Differential expression analysis— Raw reads were cleaned using CutAdapt (Martin, 2011) and Sickle (Joshi and Fass, 2011). A Tolmiea reference transcriptome was generated from concatenated reads taken from all samples (with the spike-in reads removed), and in silico read normalization was employed using Trinity) (Grabherr et al., 2011). Extremely low-expressed isoforms were removed (< 1 transcript per million), and the remaining transcriptome was annotated using the Trinotate pipeline (http://trinotate.sourceforge.net/). Trimmed reads for each sample were mapped to a concatenation of the Tolmiea transcriptome with isoforms clustered together (using the Trinity ‘gene’ option) and the publically available ERCC spike-in reference using Bowtie2 (Langmead and Salzberg, 2012), and read counts were extracted using eXpress (Roberts, 2013).
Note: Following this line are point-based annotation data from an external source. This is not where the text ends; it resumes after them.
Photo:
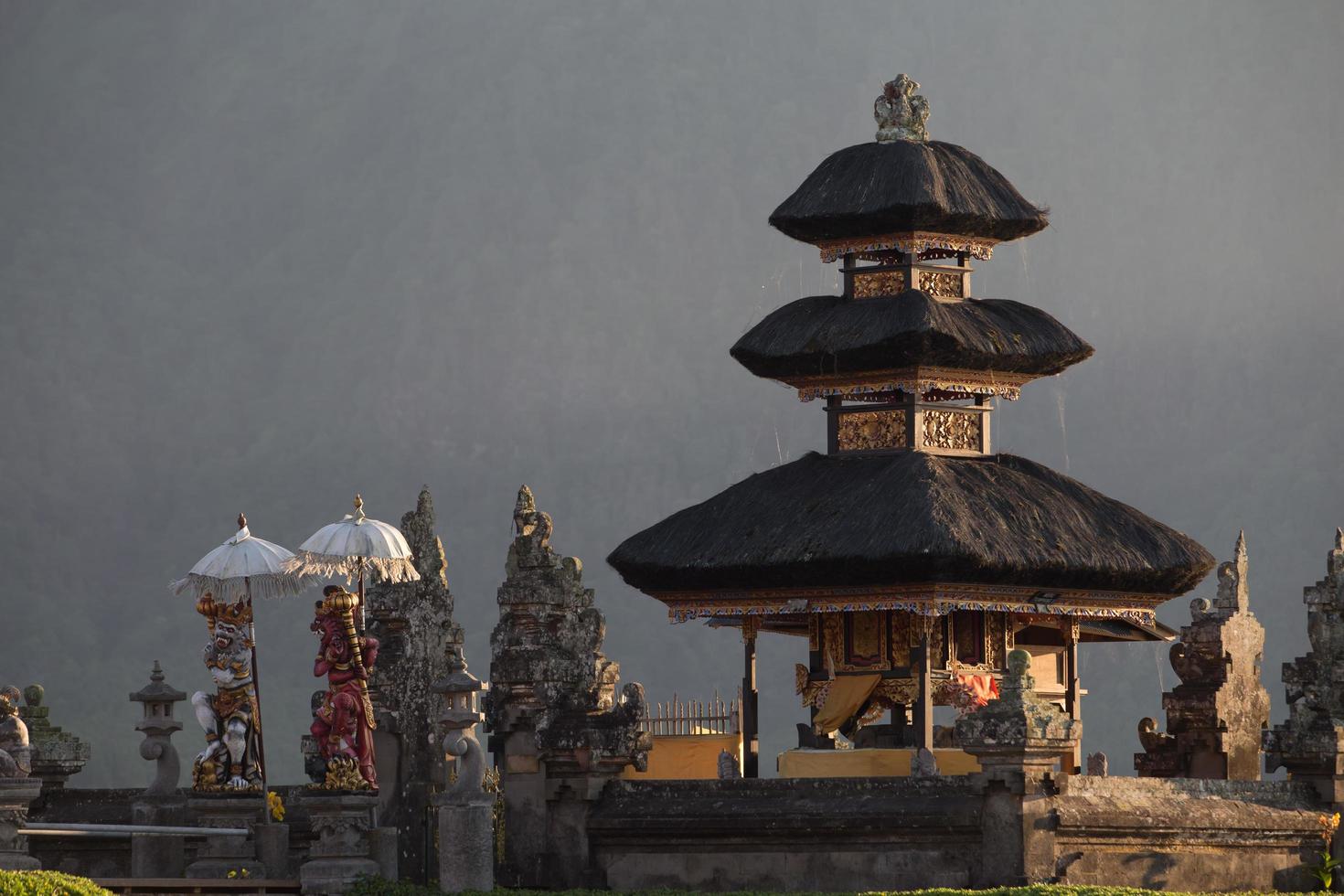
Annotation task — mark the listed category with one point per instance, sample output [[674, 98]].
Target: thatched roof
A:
[[910, 517], [906, 186], [832, 335]]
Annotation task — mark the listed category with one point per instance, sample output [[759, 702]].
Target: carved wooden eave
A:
[[921, 598], [923, 243], [945, 383]]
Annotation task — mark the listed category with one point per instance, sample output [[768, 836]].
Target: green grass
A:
[[378, 887], [48, 883]]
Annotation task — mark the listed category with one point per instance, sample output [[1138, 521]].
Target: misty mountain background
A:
[[257, 257]]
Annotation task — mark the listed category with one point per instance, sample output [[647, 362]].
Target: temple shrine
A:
[[910, 555]]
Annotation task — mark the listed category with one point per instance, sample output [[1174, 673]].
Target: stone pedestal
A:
[[155, 856], [342, 822], [1018, 741], [16, 795], [1217, 713], [57, 753], [465, 844], [223, 853]]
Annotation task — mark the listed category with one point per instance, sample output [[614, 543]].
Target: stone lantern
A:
[[159, 726], [57, 753], [461, 703], [465, 810]]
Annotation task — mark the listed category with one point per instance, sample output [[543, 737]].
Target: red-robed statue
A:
[[345, 723]]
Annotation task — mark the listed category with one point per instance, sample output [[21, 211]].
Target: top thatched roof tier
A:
[[906, 186], [832, 336], [887, 518]]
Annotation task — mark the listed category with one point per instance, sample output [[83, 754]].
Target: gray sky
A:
[[256, 257]]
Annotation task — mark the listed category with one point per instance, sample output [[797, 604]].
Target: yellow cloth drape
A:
[[844, 696]]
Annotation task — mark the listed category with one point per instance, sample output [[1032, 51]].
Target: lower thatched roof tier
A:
[[828, 521], [906, 186], [831, 335]]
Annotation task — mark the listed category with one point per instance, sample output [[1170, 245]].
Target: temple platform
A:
[[869, 763]]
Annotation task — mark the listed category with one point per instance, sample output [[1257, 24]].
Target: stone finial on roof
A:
[[901, 112], [1232, 592]]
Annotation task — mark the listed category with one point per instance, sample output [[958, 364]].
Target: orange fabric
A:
[[983, 688], [844, 696]]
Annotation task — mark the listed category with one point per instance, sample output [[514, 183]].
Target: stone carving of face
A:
[[331, 633], [229, 637]]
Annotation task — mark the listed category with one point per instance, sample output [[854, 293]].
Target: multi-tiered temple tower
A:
[[910, 555]]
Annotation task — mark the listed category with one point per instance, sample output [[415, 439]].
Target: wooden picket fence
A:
[[714, 716]]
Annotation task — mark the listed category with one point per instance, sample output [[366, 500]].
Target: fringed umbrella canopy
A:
[[355, 544], [240, 567]]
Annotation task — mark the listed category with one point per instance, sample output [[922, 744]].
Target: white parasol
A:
[[240, 567], [349, 547], [235, 571]]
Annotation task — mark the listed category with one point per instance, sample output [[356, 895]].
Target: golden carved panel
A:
[[952, 430], [941, 285], [997, 640], [871, 430], [901, 635], [887, 283], [866, 645]]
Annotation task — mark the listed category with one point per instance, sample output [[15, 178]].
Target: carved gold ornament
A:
[[871, 430], [941, 285], [952, 430], [912, 242], [886, 283], [343, 774]]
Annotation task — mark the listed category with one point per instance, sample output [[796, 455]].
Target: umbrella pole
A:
[[362, 595], [261, 747]]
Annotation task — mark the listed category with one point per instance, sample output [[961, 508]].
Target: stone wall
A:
[[835, 835], [773, 835], [1186, 835]]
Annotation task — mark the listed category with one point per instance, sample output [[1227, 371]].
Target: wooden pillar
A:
[[923, 701], [834, 404], [1069, 627], [750, 724]]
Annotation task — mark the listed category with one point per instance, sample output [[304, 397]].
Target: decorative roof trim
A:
[[923, 600], [912, 379], [912, 242]]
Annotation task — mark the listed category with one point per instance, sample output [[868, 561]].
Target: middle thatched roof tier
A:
[[829, 338], [872, 520]]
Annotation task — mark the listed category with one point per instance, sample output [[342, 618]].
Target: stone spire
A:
[[901, 112], [417, 635], [1310, 744], [1218, 712], [557, 730]]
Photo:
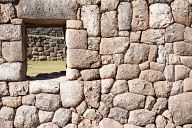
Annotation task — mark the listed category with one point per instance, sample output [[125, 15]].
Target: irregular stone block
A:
[[129, 101], [141, 87], [67, 10], [71, 93], [10, 32], [137, 53], [109, 24], [141, 117], [140, 20], [90, 16], [81, 58], [76, 39], [160, 15], [26, 116], [180, 107], [47, 102], [124, 16], [127, 72]]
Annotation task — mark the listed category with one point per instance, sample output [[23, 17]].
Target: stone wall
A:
[[46, 44], [128, 65]]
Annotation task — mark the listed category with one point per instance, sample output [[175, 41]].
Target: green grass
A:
[[36, 67]]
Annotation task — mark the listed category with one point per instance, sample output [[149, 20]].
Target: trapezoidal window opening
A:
[[46, 52]]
We provide an iPython notebook including the entire code for the normalization, differential expression, and figure generation described below (Appendix 1). In short, read count normalization and differential expression analyses were conducted using Limma-Voom (Ritchie et al., 2015). A per-transcriptome normalization was implemented using the total library following the removal of spike-in count data to compute normalization factors. A per-biomass normalization used only spike-in count data to compute normalization factors. A per-cell normalization used the spike-in count data following in silico adjustment of tetraploid spike-in abundance using the difference of diploid versus tetraploid cell density (65%; see methods on quantifying cell size and density and Results). Following each normalization, using the plotMDS function, a multidimensional scaling plot was generated from 500 loci exhibiting the highest variation in expression level among samples. Differences in transcriptome size were approximated using the sum of normalized read counts per cell; however, Limma-Voom normalizations use log-counts, which are not applicable to straight summation, so we used the DEseq package (Anders and Huber, 2010) to compute per-cell normalized counts for this purpose only. Next, a differential expression analysis was run using the normalization approaches above described, with loci identified as differentially expressed (DE) using a 0.05 p-value, 0.05 false discovery rate, and cutoff of 1 log-fold change (logFC). Differentially expressed loci were binned both broadly across the three normalization methods and more finely to characterize interplay between the three normalization results using gplots (Warnes et al., 2009). Gene ontology (GO) terms were extracted from the Trinotate annotations of the mapping reference. Each of the fine-scale bins of DEGs was tested for functional enrichment using GOSeq (Young et al., 2010).
Results
Quantifying cell size and density -- The mean diploid and tetraploid 1C DNA concentrations per leaf punch extraction were 1.32591 +/- 0.09439 ug/ml and 0.76432 +/- 0.0619 ug/ml, respectively; these differed significantly (p < 0.0001) (Figure 3A). The mean tetraploid 1C DNA per punch was 57.6% of the diploid value. Following tissue digestion, the estimated values of mean number of cells per leaf punch in diploids and tetraploids were 412,146 +/- 38,002 and 268,958 +/- 20,522, respectively. These values differed significantly (p = 0.0129). The tetraploids on average had 65.3% as many cells per leaf punch as found in the diploids (Figure 3B).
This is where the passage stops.